Of Germany, Turkey and genocide

Of Germany, Turkey and genocide

I was busy with something totally different the other day, when I noted an almost national Turkish uproar on Twitter. The Bundestag had passed a resolution commemorating “the Armenian genocide,” making many Turks angry at this “libel” against the nation. Notably, those who reacted furiously to the “German insult” did not represent a certain political camp. It included people from the ruling Justice and Development Party (AKP), the main secular opposition Republican People’s Party (CHP), and of course the Nationalist Movement Party (MHP) as well. For, as academic Gökhan Bacık put it well in a tweet: “Despite all the divisions – apart from small groups – I think the only things that unites Turks in the post-Noah era is that they haven’t committed an embarrassing mistake.”

In fact, we would prove wiser as a nation if we reacted to critical statements with reason and argumentation rather than anger and condemnation. The latter helps in doing nothing but flexing muscles at home, which of course may be precisely what our rulers need these days. 

That is also why what German parliamentarians have achieved by condemning “genocide” against “Armenians, Assyrians, Greeks, and other vulnerable Christian communities” must be considered. As Aydan Özoğuz, the German commissioner for integration, said to the New York Times, “Mr. Erdogan and ultranationalist Turks will get a huge boost” from this.  “They will use the resolution as proof of a further attack by the West on Turkey. Reasonable, considered voices will be isolated and will have no chance to be heard for a long time.”

So what, you can ask. Should Westerners never speak about the tragedy of Armenians? Should they never call Turkey to face some of the dark chapters in its history?

I would not suggest so. Westerners, like everybody else, have the right to speak about the dark chapters in history, of which they have plenty as well.

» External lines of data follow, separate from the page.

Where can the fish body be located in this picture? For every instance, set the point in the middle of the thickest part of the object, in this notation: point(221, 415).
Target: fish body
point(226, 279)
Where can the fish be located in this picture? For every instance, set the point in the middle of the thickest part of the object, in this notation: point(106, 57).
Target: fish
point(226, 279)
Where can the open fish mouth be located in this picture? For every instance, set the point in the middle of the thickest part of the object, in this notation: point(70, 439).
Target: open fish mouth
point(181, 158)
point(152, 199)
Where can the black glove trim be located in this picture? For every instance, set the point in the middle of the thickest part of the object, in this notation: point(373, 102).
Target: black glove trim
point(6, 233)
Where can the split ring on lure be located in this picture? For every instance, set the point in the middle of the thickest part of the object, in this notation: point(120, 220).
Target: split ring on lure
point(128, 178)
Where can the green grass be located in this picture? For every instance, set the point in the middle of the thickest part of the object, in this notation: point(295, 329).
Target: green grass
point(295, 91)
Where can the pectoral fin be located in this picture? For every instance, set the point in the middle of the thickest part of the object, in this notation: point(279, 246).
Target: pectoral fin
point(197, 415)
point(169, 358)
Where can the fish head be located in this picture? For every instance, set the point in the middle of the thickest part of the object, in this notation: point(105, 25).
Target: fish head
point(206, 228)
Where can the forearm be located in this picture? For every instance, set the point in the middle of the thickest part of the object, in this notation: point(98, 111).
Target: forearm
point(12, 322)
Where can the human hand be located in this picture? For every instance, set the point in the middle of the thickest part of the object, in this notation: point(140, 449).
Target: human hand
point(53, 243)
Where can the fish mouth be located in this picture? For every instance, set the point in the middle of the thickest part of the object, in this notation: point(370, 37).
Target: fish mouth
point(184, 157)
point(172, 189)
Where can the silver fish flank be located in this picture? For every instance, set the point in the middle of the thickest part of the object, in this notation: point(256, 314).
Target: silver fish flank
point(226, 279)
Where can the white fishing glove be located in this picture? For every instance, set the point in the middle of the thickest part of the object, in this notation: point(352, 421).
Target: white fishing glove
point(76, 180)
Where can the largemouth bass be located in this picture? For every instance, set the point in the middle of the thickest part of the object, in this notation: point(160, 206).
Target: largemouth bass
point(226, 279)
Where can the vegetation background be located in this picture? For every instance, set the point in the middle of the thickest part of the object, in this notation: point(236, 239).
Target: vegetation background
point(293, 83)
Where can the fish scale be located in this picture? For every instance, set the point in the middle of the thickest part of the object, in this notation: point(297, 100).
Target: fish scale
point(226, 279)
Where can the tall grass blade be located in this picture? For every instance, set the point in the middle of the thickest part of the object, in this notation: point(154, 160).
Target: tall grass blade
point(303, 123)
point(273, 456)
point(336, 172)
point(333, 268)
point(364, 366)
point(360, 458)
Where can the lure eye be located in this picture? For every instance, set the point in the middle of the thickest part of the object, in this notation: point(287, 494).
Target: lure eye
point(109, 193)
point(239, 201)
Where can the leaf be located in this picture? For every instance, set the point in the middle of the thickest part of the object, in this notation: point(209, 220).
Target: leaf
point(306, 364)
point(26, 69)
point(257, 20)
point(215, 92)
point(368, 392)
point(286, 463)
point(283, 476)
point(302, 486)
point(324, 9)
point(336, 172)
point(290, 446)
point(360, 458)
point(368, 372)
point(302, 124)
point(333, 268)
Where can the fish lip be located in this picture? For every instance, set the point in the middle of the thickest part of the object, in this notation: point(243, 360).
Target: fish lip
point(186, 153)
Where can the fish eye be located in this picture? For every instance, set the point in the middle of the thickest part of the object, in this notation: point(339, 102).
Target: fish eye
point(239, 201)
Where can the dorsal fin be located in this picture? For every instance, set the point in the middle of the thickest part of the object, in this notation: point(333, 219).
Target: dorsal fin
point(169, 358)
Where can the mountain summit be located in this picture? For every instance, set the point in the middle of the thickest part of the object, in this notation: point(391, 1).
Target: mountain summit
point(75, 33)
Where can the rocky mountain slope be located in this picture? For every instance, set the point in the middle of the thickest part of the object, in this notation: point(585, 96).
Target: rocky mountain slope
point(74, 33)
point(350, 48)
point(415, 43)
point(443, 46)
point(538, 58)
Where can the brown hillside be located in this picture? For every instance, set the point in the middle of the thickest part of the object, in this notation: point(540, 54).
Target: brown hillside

But if the Western world wants to have any positive influence on the perception of Turks, they should use a more impartial language and show more empathy for those who are not their own as well.

To explain what I mean, let me go back to the resolution by the German parliament. It spoke not only about history but also current affairs, and called on the German government to “encourage reconciliation between Turkey and Armenia.” It never referred, however, to the real reason why Turkey and Armenia have had no diplomatic ties since 1993: The occupation of Azerbaijani territory by Armenia, which led to massacres against Azeri civilians and the deportation of a million of them. And this German lack of “empathy to the other side” has been rightly noted by Turkish commentators, who would be more open to a more balanced criticism. 

In the broader scheme of things, I think that what blocks many otherwise reasonable Turks to face what really happened to Ottoman Armenians is that the West singles out this episode, whereas it was indeed a major tragedy in an era of tragedies, some of in which the victims were Muslims. In other words, we can speak of a “Circassian Genocide,” a “Tatar Genocide,” and “Balkan Muslim Genocide” as well, along with “Armenian Genocide.” They were basically the same horrible thing: Mass deportation, exacerbated by famine, disease and massacres, for the sake of establishing ethnic homogeneity. 

Personally speaking, I am all up for honoring the victims of all those past genocides. It would entail standing up against nationalism in Turkey. But it would also entail standing up against the-only-victims-are-Christians-ism in Europe.